Il rapimento di Cristina Mazzotti

Una vicenda la cui eco, a distanza di 50 anni, non si è ancora spenta. Il 30 giugno 1975, in una sera d’estate come tante, Cristina era in vacanza ad Eupilio in provincia di Como quando, tornando a casa, viene rapita da tre uomini armati e a volto scoperto. È l’inizio di settimane d’angoscia per la famiglia Mazzotti, scandite dalle telefonate agghiaccianti di un uomo che si fa chiamare “il Marsigliese”. La richiesta dei rapitori è astronomica, addirittura 5 miliardi di lire, fuori dalle possibilità di Elios, il papà di Cristina. La banda dei custodi, composta da tre uomini e due donne, non ha nessuna pietà. Cristina tenuta prigioniera in una buca, respira attraverso un tubo e verrà trovata sepolta dai rifiuti il 1° settembre del 1975 nella discarica di Varallino a Castelletto Ticino.

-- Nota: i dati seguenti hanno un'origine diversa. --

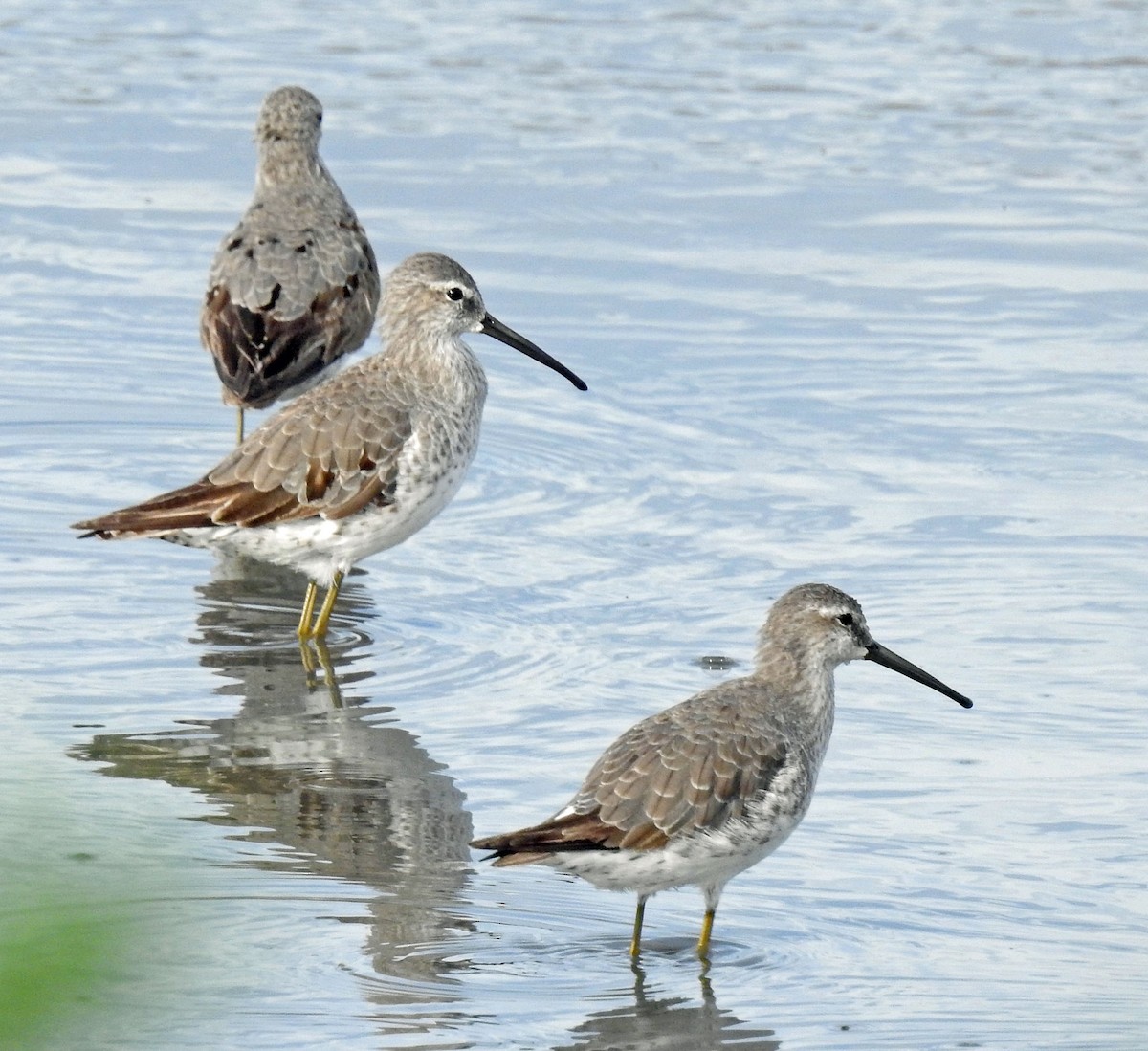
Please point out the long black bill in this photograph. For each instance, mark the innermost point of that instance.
(494, 327)
(878, 653)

Il processo, che si è tenuto presso la Corte d’Assise di Novara e che ha coinvolto anche alcuni mandanti in Calabria, è stato uno dei primi ad essere ripreso dalla tv. Il rapimento di Cristina Mazzotti è rimasto nella coscienza collettiva come uno dei più orribili dell’epoca buia dei sequestri. A distanza di 50 anni dai fatti, si sta celebrando ancora un processo al commando che rapì materialmente Cristina Mazzotti la notte del 30 giugno 1975, un capitolo che la prima inchiesta aveva lasciato insoluto.